If two different states or two different companies build levees on opposite sides of the river, at least one of those levees will eventually overtop and it will probably crumble and fail. Invariably, banks discover that great numbers of home mortgages are now underwater and that no insurance company ever wants to cover flooding, so the FDIC must regularly bail out some bankrupt bank.
The Netherlands builds to survive a 10,000 year flooding event. Too many USA levees are built to be 5 feet taller than the previous levee which recently failed.
Now we get to climate change, where a 100 year flood now seems to be coming every 10 years. The first engineering solution is to get real about climate resilience. The greater part of resilience is inhibiting all of climate change in the first place,. This would require international cooperation, such as we already saw in the Montreal protocols against ozone-destroying refrigerant chemicals.
The ultimate flood solution is to assume that every river must flood someday.
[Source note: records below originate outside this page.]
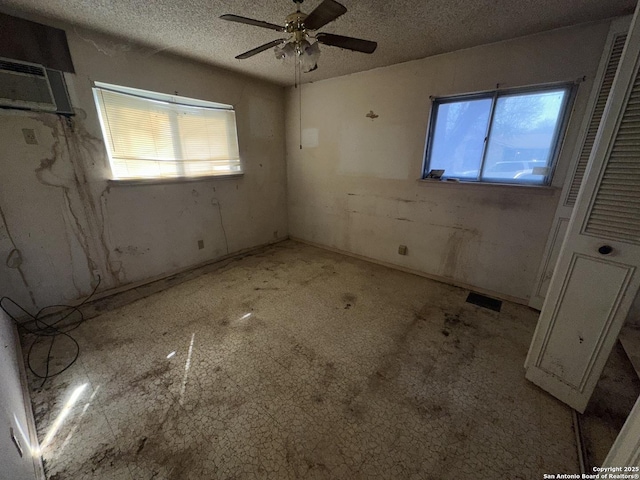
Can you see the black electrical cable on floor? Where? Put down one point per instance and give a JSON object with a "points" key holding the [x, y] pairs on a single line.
{"points": [[40, 326]]}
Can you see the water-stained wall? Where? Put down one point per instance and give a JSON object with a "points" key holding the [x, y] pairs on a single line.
{"points": [[63, 224], [354, 184]]}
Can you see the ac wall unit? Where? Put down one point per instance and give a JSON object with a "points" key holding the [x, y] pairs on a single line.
{"points": [[25, 85]]}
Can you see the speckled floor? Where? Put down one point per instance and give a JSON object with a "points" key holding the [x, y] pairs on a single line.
{"points": [[299, 363]]}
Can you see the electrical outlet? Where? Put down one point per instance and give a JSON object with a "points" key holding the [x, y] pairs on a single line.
{"points": [[29, 136]]}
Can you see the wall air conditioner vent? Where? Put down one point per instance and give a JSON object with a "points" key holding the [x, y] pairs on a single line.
{"points": [[22, 68], [25, 85]]}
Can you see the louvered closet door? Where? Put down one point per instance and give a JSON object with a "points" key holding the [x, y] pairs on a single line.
{"points": [[598, 270], [601, 89]]}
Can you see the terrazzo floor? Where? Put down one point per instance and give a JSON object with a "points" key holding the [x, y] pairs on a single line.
{"points": [[299, 363]]}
Build houses on stilts in floodplains or else tax them heavily. When the megaflood comes, each house's ground level walls must wash away and let the river run through. This will keep the river from being blocked and from rising even higher. Often roads are elevated near bridges, but the elevated roads just block river flow over the floodplain. Build such roads with hundreds of small culverts so that megaflood water flows through all of these culverts and doesn't pile up on the upstream side of that road.
The best place to store floodwaters is right where the rain or the snow fell. We need more groundwater and less instant floodwater. Every forest hillside denuded by a wildfire could use tiny ditches leading to tiny hillside swales. Each swale helps to water one tree.
Water-saving terraces are being tried in arid countries. My concern with terraces is that a huge 20 inch rainfall could erode the terraces. Therefore, build terraces in a gentle spiral around each hill. The first inch of rainwater will sink into the local groundwater supply, and the rest will gently flow around and around the hill's side until it reaches a stream.